2. Describe how you would study the role of one of the behaviors described for question #1 and your health outcome of interest. Incorporate a social factor (e.g. race/ethnicity, social exclusion, stress) in the study approach.
Answer:
In order to study the above behaviors, and particularly #1 (student-athletes not seeking out resources available to them), I think that I would want to look at a few potential pathways that could be affecting this, including environmental context (general university context and Athletics Department), social and cultural norms within teams, and stress and social support. For example, if I were to look at the social and cultural norms of the student-athlete's team, I would want to ask the following questions:
- Is it socially acceptable for an athlete on this team to seek health and/or well-being resources?
- Is there any stigma around seeking health and/or wellbeing resources?
- How do student-athletes on this team typically spend their free time?
- Do student-athletes on this team talk about health and/or well-being?

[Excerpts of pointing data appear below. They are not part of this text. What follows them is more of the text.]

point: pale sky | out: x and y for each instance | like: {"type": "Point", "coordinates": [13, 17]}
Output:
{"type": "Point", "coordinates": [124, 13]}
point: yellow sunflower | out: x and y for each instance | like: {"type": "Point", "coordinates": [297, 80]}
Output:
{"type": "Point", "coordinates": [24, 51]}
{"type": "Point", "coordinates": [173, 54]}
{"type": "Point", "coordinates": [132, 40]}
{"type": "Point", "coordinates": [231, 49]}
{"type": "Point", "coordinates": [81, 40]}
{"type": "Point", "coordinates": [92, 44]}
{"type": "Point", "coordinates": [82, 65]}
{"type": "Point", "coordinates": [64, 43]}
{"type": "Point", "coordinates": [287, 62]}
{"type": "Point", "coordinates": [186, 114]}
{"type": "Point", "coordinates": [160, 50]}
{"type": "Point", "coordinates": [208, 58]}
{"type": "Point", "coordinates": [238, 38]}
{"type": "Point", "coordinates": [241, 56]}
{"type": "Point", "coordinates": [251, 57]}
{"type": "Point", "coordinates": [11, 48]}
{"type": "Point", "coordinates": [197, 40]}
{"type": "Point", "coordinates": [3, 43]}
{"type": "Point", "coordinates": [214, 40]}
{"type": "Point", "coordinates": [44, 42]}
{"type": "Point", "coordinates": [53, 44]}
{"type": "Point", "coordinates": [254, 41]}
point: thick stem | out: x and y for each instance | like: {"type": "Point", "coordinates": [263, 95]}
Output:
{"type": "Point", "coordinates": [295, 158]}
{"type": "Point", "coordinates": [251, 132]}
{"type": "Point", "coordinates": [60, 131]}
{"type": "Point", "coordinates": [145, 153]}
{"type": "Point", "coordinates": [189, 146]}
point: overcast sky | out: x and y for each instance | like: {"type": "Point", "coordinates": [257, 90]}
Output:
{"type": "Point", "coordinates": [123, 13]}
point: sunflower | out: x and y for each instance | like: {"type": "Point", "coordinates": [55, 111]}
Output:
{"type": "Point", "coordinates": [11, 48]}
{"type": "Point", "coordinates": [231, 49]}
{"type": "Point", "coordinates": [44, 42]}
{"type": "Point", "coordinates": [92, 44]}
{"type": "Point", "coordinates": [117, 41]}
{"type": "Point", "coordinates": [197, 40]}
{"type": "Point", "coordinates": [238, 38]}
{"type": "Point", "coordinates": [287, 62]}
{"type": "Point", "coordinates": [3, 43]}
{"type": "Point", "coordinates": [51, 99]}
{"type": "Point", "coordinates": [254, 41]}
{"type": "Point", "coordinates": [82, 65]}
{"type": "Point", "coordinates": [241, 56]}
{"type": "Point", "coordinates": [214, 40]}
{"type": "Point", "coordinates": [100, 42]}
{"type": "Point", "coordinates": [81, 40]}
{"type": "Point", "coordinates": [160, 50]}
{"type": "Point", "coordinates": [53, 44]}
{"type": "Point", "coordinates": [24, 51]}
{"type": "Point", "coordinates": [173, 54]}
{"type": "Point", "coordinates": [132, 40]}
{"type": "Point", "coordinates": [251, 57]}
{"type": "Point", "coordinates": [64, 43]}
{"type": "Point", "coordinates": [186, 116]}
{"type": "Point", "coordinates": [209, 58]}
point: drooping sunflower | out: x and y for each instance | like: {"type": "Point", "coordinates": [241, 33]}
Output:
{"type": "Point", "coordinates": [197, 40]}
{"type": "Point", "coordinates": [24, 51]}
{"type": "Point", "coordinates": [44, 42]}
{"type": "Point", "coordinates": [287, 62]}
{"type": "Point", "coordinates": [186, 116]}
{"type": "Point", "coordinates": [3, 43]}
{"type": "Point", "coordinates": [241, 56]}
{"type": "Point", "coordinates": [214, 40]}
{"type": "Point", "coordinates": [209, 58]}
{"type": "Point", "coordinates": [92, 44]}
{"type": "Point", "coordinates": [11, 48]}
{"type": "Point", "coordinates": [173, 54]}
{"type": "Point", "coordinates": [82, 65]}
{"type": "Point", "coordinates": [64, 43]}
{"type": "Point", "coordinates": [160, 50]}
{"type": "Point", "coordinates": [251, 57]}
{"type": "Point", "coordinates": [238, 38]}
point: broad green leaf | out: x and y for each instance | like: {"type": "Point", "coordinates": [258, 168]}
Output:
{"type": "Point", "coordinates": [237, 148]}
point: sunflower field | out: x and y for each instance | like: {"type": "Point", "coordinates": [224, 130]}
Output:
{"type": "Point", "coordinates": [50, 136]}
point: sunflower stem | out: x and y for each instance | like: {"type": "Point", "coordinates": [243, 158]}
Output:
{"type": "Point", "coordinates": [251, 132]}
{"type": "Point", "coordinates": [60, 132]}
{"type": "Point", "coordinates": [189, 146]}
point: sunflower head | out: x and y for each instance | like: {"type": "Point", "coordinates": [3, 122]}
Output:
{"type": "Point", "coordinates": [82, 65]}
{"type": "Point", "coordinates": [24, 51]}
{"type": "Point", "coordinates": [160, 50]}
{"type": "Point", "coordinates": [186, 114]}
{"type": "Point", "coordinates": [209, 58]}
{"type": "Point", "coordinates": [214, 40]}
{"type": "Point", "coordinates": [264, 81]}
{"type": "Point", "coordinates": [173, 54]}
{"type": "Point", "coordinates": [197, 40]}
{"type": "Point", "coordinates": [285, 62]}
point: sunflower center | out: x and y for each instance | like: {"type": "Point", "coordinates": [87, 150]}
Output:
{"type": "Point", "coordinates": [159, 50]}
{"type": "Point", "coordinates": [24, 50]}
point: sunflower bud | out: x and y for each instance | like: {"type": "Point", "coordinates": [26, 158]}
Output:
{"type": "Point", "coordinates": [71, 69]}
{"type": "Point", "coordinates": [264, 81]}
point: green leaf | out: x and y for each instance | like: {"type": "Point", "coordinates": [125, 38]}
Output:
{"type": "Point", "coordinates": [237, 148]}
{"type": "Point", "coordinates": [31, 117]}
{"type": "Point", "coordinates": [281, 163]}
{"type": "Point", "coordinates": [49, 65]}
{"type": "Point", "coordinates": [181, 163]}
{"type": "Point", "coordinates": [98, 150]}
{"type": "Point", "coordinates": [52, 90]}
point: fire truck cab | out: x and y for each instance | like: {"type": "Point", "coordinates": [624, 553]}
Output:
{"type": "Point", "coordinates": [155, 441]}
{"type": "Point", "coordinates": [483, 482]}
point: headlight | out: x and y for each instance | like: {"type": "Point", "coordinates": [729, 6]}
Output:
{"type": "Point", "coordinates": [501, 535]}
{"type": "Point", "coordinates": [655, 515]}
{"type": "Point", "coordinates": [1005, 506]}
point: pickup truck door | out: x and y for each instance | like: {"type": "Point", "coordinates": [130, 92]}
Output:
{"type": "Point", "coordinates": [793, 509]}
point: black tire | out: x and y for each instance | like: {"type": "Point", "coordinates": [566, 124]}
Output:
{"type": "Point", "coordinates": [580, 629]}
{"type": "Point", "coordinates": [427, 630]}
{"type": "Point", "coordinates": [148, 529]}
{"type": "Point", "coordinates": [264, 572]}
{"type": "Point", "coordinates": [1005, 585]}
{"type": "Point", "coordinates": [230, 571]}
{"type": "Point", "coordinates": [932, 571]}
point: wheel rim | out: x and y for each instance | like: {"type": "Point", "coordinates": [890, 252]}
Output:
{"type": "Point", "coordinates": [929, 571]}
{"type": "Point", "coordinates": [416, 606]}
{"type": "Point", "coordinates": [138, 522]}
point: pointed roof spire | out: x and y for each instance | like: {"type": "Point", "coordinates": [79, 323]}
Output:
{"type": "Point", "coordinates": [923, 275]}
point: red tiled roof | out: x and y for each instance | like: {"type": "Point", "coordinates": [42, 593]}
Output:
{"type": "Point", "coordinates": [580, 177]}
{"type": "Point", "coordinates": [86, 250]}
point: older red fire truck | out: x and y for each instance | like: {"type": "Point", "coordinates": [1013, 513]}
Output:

- What are the health and well-being resource-seeking behaviors of the seniors on the team?
- How necessary do members of this team believe that seeking health and well-being resources is?
3. If key health behaviors (e.g. smoking, exercise, nutritious diet) are strongly influenced by neighborhood, income, and/or education, do we need to continue to study how these behaviors influence health outcomes? Why or why not?
Answer:
Even if key health behaviors are strongly influenced by neighborhood, income, and/or education, we do need to continue to study how these behaviors influence health outcomes because neighborhood, income, and/or education are not directly causally related to health outcomes; instead, they mediate relationships. In other words, without the health behaviors, the health outcomes wouldn't exist. This means that we can't understand the entire relationship between neighborhood/income/education and health outcomes without also looking at the health behaviors.